I found a new data source for the artist table, so I created an artist_v2 table with the same structure and loaded the new data into it.

mysql> desc artist_v2;
+-------------------+--------------+-----+
| Field             | Type         | Key |
+-------------------+--------------+-----+
| artist_id         | varchar(100) | PRI |
| name              | varchar(100) |     |
+-------------------+--------------+-----+

Once regression tests verify that the accuracy hasn't changed, I can swap the two tables and delete the old one.

However, I found the join between song and artist slowed down considerably:

mysql>
	SELECT song.title, artist.name
	FROM song
	JOIN artist USING (artist_id)
	LIMIT 5;
+--------------------+--------------+
| title              | name         |
+--------------------+--------------+
| Busy Earnin'       | Jungle       |
| Closetowhy         | Parcels      |
| Keep Moving        | Jungle       |
| Stairway to Heaven | Led Zeppelin |
| Time               | Pink Floyd   |
+--------------------+--------------+
5 rows in set (0.02 sec)

mysql>
	SELECT song.title, artist_v2.name
	FROM song
	JOIN artist_v2 USING (artist_id)
	LIMIT 5;
+--------------------+--------------+
| title              | name         |
+--------------------+--------------+
| Busy Earnin'       | Jungle       |
| Closetowhy         | Parcels      |
| Keep Moving        | Jungle       |
| Stairway to Heaven | Led Zeppelin |
| Time               | Pink Floyd   |
+--------------------+--------------+
5 rows in set (3.00 sec)

The results are correct, which is the most important thing.

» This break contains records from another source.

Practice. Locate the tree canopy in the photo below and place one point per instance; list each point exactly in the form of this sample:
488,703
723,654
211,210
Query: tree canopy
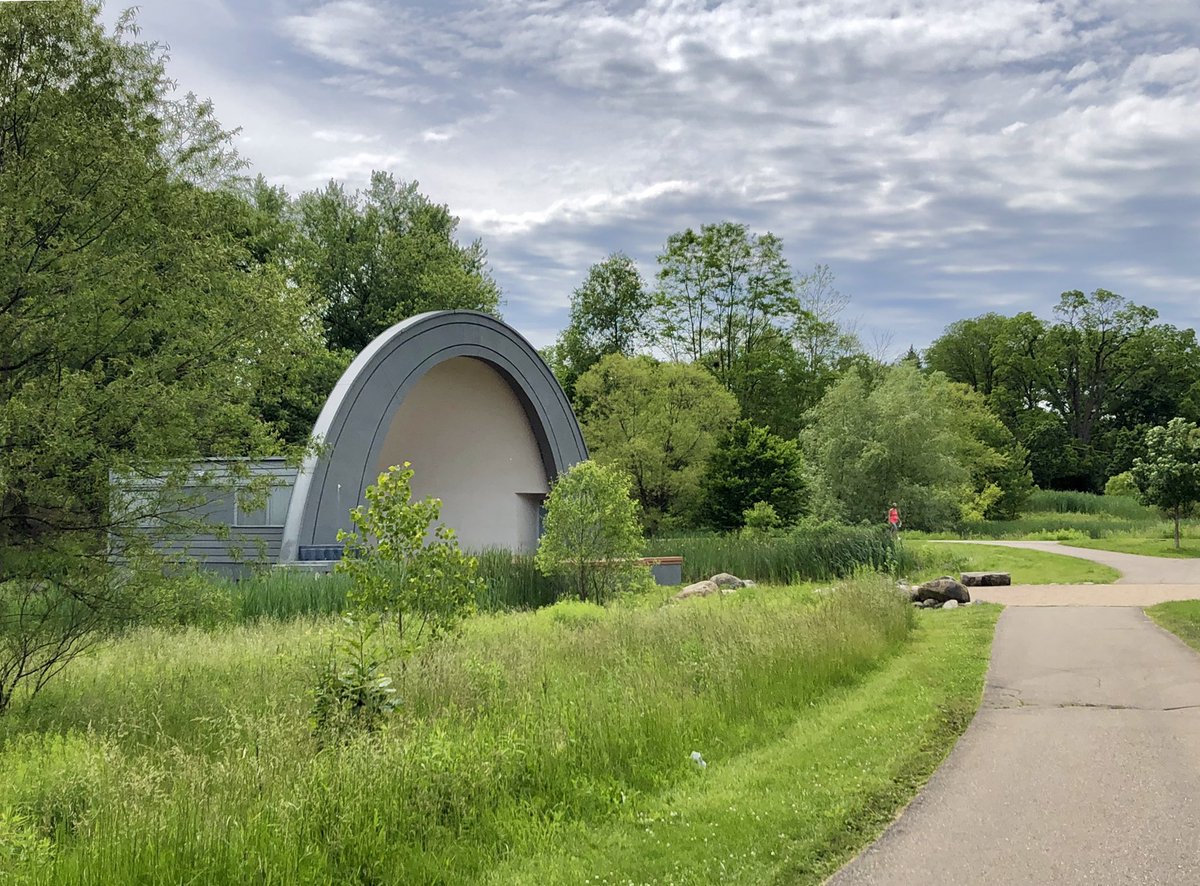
659,421
1078,391
383,255
138,327
918,441
1169,474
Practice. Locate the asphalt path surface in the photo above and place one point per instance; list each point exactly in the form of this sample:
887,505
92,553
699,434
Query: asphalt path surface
1083,765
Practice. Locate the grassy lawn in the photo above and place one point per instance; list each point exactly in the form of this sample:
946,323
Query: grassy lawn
1140,544
1181,617
535,746
1026,567
803,804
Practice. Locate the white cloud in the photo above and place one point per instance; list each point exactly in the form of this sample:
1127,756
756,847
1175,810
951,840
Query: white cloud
1002,144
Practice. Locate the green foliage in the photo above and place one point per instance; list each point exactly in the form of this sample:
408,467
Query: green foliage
1080,391
864,755
808,552
406,569
1169,476
138,325
1181,617
1067,502
919,441
186,755
383,255
753,465
352,694
1121,485
761,520
658,421
592,536
609,316
21,843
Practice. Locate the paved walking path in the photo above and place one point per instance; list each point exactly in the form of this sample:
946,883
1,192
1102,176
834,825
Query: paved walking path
1083,765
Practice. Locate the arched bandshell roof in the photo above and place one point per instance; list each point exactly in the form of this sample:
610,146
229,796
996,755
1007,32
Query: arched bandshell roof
354,421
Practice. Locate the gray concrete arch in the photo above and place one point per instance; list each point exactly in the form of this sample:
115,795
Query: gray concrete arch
354,424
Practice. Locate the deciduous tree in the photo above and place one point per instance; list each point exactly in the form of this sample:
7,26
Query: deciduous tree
658,421
609,316
135,325
753,466
382,255
1169,474
592,534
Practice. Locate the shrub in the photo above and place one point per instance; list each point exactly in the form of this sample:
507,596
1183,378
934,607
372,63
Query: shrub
1121,485
592,533
753,465
760,520
402,572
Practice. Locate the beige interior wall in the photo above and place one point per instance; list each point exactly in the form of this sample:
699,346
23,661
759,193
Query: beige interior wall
471,444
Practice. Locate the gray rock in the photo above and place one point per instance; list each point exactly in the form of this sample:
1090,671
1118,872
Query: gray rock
701,588
942,590
987,579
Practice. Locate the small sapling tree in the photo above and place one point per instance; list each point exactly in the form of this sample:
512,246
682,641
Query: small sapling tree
411,576
1169,476
593,537
406,570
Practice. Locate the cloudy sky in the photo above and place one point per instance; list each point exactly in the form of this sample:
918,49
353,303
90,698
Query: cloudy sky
945,159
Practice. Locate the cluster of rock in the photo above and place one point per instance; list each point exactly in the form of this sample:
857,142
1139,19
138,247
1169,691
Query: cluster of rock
720,584
940,593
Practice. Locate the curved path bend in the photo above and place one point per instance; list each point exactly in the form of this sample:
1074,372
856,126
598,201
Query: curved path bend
1144,580
1083,765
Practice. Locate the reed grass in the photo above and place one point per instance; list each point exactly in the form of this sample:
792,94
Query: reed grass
807,554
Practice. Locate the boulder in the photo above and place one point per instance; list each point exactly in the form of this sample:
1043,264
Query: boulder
701,588
942,591
985,579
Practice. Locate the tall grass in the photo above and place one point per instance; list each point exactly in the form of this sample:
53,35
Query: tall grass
510,581
817,554
1060,502
186,758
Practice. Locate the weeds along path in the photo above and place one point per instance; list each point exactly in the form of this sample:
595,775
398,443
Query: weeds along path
1083,766
793,810
1134,568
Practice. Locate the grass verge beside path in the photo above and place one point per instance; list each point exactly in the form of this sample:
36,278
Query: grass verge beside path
1181,617
1146,546
1026,567
798,808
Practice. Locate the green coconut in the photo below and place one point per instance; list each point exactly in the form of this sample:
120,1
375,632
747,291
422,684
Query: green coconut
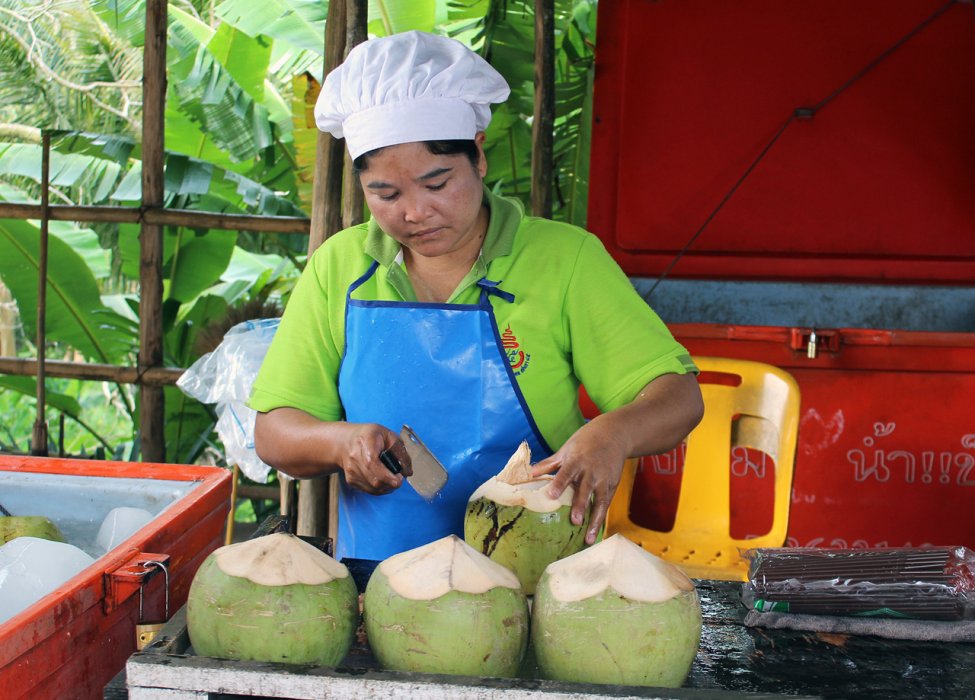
616,614
511,519
446,608
273,598
14,526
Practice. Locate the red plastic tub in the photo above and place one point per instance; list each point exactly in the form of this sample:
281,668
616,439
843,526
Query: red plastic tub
73,641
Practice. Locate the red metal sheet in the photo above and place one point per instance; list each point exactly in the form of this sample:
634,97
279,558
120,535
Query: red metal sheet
876,186
66,644
886,454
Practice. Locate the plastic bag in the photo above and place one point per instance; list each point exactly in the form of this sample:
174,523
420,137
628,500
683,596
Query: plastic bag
923,583
224,377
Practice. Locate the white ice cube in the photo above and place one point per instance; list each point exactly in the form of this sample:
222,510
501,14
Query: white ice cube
30,568
119,525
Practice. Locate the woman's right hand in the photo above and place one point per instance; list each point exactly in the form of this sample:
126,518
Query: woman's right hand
360,461
305,447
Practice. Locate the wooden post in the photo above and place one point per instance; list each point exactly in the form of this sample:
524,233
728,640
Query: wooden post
544,119
152,409
353,201
326,219
38,443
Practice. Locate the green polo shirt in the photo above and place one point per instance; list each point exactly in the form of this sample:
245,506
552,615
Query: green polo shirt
575,319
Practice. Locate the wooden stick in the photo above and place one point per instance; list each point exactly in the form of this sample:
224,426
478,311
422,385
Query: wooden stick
326,219
159,216
39,433
544,118
152,413
155,376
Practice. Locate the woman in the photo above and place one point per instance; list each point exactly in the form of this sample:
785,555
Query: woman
455,313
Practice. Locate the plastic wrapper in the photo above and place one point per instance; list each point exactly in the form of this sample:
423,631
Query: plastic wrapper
921,583
224,377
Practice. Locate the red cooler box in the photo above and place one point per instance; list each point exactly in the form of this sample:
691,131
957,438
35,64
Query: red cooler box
794,183
71,642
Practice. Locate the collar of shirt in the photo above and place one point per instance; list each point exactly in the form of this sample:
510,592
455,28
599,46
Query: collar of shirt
505,217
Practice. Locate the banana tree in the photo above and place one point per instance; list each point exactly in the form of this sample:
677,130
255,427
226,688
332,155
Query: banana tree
242,79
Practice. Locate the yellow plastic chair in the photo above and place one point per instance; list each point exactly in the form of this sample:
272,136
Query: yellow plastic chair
761,412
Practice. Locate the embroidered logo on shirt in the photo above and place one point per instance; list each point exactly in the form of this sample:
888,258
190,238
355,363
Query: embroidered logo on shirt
517,358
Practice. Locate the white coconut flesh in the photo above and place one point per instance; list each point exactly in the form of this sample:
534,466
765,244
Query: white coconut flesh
532,495
616,614
518,469
446,565
279,559
620,565
274,598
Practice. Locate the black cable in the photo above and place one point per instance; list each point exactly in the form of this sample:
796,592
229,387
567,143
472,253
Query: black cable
800,113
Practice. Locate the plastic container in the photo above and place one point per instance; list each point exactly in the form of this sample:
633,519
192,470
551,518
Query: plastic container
74,640
802,183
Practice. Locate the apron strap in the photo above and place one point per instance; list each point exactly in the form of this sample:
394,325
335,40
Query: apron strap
489,288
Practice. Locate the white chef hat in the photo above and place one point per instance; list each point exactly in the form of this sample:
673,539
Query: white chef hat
408,87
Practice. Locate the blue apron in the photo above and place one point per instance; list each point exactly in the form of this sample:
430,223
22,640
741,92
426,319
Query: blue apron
441,369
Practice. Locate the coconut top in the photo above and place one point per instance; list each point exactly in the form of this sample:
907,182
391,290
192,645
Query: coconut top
280,559
530,494
515,486
448,564
519,467
619,564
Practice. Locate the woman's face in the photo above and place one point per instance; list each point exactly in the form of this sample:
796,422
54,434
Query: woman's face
431,204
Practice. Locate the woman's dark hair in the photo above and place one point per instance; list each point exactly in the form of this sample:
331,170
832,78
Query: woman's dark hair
450,147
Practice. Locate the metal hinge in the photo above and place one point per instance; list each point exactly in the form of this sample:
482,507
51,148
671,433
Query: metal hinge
131,577
814,341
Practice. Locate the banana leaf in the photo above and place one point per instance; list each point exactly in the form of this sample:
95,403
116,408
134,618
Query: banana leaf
297,22
75,314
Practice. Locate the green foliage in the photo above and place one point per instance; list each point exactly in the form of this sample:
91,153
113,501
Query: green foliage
242,80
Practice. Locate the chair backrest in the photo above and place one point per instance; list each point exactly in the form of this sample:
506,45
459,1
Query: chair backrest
751,404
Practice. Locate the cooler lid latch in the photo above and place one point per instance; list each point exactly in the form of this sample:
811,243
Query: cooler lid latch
814,341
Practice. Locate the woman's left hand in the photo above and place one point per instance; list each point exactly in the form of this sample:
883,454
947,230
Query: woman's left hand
591,461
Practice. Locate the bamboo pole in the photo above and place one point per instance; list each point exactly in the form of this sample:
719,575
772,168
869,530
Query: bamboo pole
154,376
152,409
353,200
38,444
544,118
326,219
159,217
353,206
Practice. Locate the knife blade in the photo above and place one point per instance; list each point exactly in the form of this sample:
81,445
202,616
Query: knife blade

But the query that uses the new table took 3 seconds! That's way slower, something's off.

Possible causes

The first questions that popped into my head:

Are all the same indices present on the new table?

Yes. artists_v2 has the same primary key and song has the same foreign key in place.

Are there substantially more records?

Nope. Theoretically, if we went from 100K records to 100M records, the join could get slower despite the indices. In this case, the size of the table hasn't even doubled, just a few thousand more records.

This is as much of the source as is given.